By collecting, organizing, managing, and providing access to data and information, the institutional repository will fulfill goals of archiving and disseminating research for local, remote, current, and future communities. Currently, the Libraries provide collection management and library science expertise to help strengthen knowledge acquisition at Purdue and as demonstrated leaders of information access and facilitation on campus, this initiative is well-suited to its mission and strengths.

Model
The Libraries will manage a unified portal that will act as a high-level gateway to search and access the DIR by harvesting metadata and providing various levels of descriptions and linkages to these distributed information systems (see diagram). At a minimum, the description would include the fifteen core elements of the Dublin Core metadata standard and the linkage would be a URL. Enhanced metadata and delivery of information will improve levels of both descriptions and linkages. The unified portal is not intended to replace the native interfaces and tools of participating information systems; instead, it will serve to increase the discovery of them and provide an architecture to support future interoperability. It is important to recognize that while some information systems may be operated locally by the Libraries, many will be hosted remotely and/or administered elsewhere on-campus or on the Internet.
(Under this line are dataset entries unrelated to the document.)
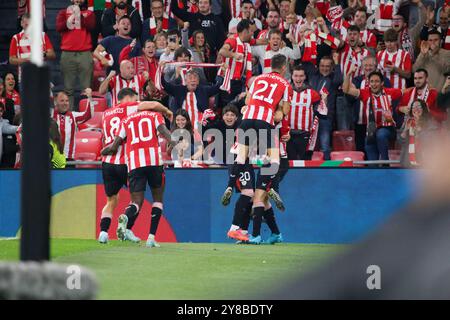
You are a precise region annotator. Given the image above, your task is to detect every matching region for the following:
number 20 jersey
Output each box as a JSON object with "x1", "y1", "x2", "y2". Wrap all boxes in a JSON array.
[
  {"x1": 243, "y1": 72, "x2": 293, "y2": 126},
  {"x1": 118, "y1": 111, "x2": 165, "y2": 171},
  {"x1": 101, "y1": 101, "x2": 139, "y2": 165}
]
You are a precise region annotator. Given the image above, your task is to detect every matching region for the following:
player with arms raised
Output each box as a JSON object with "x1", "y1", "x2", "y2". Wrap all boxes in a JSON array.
[
  {"x1": 98, "y1": 88, "x2": 172, "y2": 244},
  {"x1": 101, "y1": 101, "x2": 175, "y2": 248},
  {"x1": 225, "y1": 54, "x2": 293, "y2": 244}
]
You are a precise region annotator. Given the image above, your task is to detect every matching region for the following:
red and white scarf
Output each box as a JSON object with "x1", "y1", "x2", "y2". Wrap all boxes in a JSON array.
[
  {"x1": 307, "y1": 87, "x2": 328, "y2": 151},
  {"x1": 229, "y1": 0, "x2": 241, "y2": 18},
  {"x1": 377, "y1": 0, "x2": 394, "y2": 33},
  {"x1": 155, "y1": 61, "x2": 221, "y2": 91},
  {"x1": 326, "y1": 5, "x2": 344, "y2": 32},
  {"x1": 149, "y1": 13, "x2": 170, "y2": 36},
  {"x1": 407, "y1": 85, "x2": 430, "y2": 110},
  {"x1": 302, "y1": 32, "x2": 317, "y2": 63},
  {"x1": 407, "y1": 118, "x2": 418, "y2": 166},
  {"x1": 219, "y1": 35, "x2": 252, "y2": 93}
]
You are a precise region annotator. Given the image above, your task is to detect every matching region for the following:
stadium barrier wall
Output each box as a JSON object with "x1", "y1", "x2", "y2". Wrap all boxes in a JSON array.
[{"x1": 0, "y1": 168, "x2": 416, "y2": 244}]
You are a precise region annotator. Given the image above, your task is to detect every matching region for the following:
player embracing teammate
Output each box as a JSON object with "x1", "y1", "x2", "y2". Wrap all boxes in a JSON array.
[
  {"x1": 224, "y1": 54, "x2": 293, "y2": 245},
  {"x1": 99, "y1": 87, "x2": 173, "y2": 247}
]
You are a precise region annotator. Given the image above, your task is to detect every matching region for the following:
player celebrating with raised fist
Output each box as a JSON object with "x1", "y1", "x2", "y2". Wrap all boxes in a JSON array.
[
  {"x1": 101, "y1": 97, "x2": 176, "y2": 248},
  {"x1": 226, "y1": 54, "x2": 293, "y2": 245},
  {"x1": 98, "y1": 87, "x2": 172, "y2": 244}
]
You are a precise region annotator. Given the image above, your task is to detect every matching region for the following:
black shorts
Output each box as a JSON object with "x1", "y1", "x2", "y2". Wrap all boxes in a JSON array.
[
  {"x1": 102, "y1": 162, "x2": 128, "y2": 197},
  {"x1": 237, "y1": 119, "x2": 276, "y2": 150},
  {"x1": 231, "y1": 163, "x2": 255, "y2": 192},
  {"x1": 128, "y1": 165, "x2": 165, "y2": 193}
]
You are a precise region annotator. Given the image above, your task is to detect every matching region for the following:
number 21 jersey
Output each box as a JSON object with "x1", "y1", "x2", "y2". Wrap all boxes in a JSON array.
[
  {"x1": 243, "y1": 72, "x2": 293, "y2": 126},
  {"x1": 118, "y1": 111, "x2": 165, "y2": 171}
]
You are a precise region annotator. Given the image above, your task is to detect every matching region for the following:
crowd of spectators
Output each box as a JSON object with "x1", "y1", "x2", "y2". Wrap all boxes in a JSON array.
[{"x1": 1, "y1": 0, "x2": 450, "y2": 168}]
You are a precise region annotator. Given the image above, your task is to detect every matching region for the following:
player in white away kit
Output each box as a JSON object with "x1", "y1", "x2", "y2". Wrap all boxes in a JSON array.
[
  {"x1": 98, "y1": 88, "x2": 172, "y2": 244},
  {"x1": 224, "y1": 54, "x2": 293, "y2": 244},
  {"x1": 101, "y1": 99, "x2": 176, "y2": 248}
]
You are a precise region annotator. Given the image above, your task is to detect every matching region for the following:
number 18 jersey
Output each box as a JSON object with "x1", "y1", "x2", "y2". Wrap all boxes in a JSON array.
[
  {"x1": 102, "y1": 101, "x2": 139, "y2": 165},
  {"x1": 243, "y1": 72, "x2": 293, "y2": 126},
  {"x1": 118, "y1": 111, "x2": 165, "y2": 171}
]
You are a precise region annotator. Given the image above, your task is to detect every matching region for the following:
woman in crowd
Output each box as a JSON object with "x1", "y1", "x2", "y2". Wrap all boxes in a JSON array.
[{"x1": 168, "y1": 109, "x2": 203, "y2": 164}]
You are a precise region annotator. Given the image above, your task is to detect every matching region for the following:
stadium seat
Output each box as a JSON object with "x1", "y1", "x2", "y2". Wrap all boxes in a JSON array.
[
  {"x1": 388, "y1": 149, "x2": 402, "y2": 167},
  {"x1": 75, "y1": 130, "x2": 103, "y2": 159},
  {"x1": 311, "y1": 151, "x2": 324, "y2": 161},
  {"x1": 79, "y1": 97, "x2": 108, "y2": 113},
  {"x1": 74, "y1": 152, "x2": 100, "y2": 168},
  {"x1": 330, "y1": 151, "x2": 365, "y2": 163},
  {"x1": 332, "y1": 130, "x2": 356, "y2": 151},
  {"x1": 78, "y1": 112, "x2": 103, "y2": 130}
]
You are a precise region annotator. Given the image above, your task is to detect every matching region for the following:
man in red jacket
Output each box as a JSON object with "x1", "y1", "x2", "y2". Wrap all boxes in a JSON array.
[{"x1": 56, "y1": 0, "x2": 96, "y2": 110}]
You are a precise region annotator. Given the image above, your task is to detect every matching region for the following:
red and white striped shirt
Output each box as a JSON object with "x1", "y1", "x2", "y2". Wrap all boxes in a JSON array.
[
  {"x1": 360, "y1": 30, "x2": 377, "y2": 49},
  {"x1": 377, "y1": 49, "x2": 411, "y2": 89},
  {"x1": 357, "y1": 78, "x2": 370, "y2": 125},
  {"x1": 9, "y1": 30, "x2": 53, "y2": 82},
  {"x1": 108, "y1": 74, "x2": 146, "y2": 106},
  {"x1": 340, "y1": 44, "x2": 370, "y2": 79},
  {"x1": 51, "y1": 103, "x2": 94, "y2": 159},
  {"x1": 182, "y1": 92, "x2": 202, "y2": 130},
  {"x1": 359, "y1": 88, "x2": 402, "y2": 127},
  {"x1": 218, "y1": 35, "x2": 252, "y2": 92},
  {"x1": 102, "y1": 101, "x2": 139, "y2": 165},
  {"x1": 229, "y1": 0, "x2": 240, "y2": 18},
  {"x1": 288, "y1": 88, "x2": 321, "y2": 131},
  {"x1": 243, "y1": 72, "x2": 293, "y2": 126},
  {"x1": 119, "y1": 111, "x2": 165, "y2": 171}
]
Within the model, these are examples of potential collaborative projects:

  1. A patron accesses the unified portal using a web browser to search the DIR.
  2. After discovering digital materials, the patron may switch from the portal to the native interface and tools by following a link to them.
  3. Bridging high-level and low-level metadata will lead to interoperability of information systems, for example, using Storage Resource Broker (SRB) to marry D-Space and TeraGrid resources. Access control can be incorporated with the method of linkage and can be described in the metadata.
  4. Interoperating systems with rich, complete metadata can lead to the development of new tools for blending and repurposing data; for example, an electronic dissertation can be put together with the dataset that supports the researcher’s thesis.

Two early goals in developing the DIR will be to establish the base linkages and descriptions in a user interface (the unified portal) and to begin reconciling low and high-level metadata to foster interoperability.

Librarians can easily generate high-level metadata using Dublin Core, which elements include the creator, title, description, rights, subject, and identifier (link.)

Low-level, administrative metadata is provided natively by the files themselves, including their timestamps, filenames, and format. Additional description comes at a slightly higher level from the filesystem and the application that provides the information service.

This second goal is to bridge the low-level metadata (which is useful to the native system and application) and the high-level metadata (which is useful for discovery and federated searching) with mid-level metadata and protocols that will enable participating systems to interoperate and share data with each other and the user. This will enable the user to modularize data from two or more systems and create innovative tools for exporting and analyzing the data.

 By collecting, organizing, managing, and providing access to data and information, the Libraries can use the distributed institutional repository to help fulfill the goals of archiving and disseminating research for local, remote, current, and future communities.